University of Georgia Athens, Georgia, United States
Abstract: Predicting geographical spread over heterogeneous landscapes is an important problem in ecology, epidemiology, and demography. Examples include spatial transmission of infectious diseases related to the movement of hosts, vector transfer of non-native species from one spatial unit to another that facilitates invasion into novel habitats, and migration of species that can be tracked by monitoring gene flow over space. Understanding what drives spread is needed to anticipate how invasions will unfold and to appropriately allocate management efforts. Past efforts have successfully used "gravity models" to represent the pairwise connections between patches of different size or quality. However, I argue that traditional gravity models are over-specified. The goal of this study was to develop a general framework for modeling pairwise spatial interactions that include gravity models as a special case, but allows for other, possibly mechanistically derived formulas, to represent the redistribution of an expanding population over a landscape.

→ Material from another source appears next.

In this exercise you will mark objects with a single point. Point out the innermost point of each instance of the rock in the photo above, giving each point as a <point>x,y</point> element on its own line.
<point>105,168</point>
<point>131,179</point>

To understand the space of possible models, I present a conceptual and modular model of movement in which the process of migration occurs from a source to a destination via a relocation function in a discrete spatially extended system (i.e., a metapopulation). Next, I develop a menu of source, relocation, and destination functions. Linking this migration model to a local model of stochastic establishment provides a statistical framework that can be used for a variety of quantitative tasks, including parameter estimation, statistical inference, model selection, probabilistic forecasting, and scenario analysis. We then applied the framework to data from the 10th outbreak of Ebola in the Democratic Republic of the Congo. We quantify the effects of road and river networks for movement, international boundaries, and armed conflicts on spatial spread and containment. We show that information obtained early in the epidemic process significantly constrains the potential trajectories of the epidemic, highlighting the need for early detection and rapid response to such events. In conclusion, this work suggests that a multi-scale approach may be necessary for modeling the spread of epidemics and colonizing species and that such an approach can generate actionable information even when fitted to the limited data available early in the invasion process.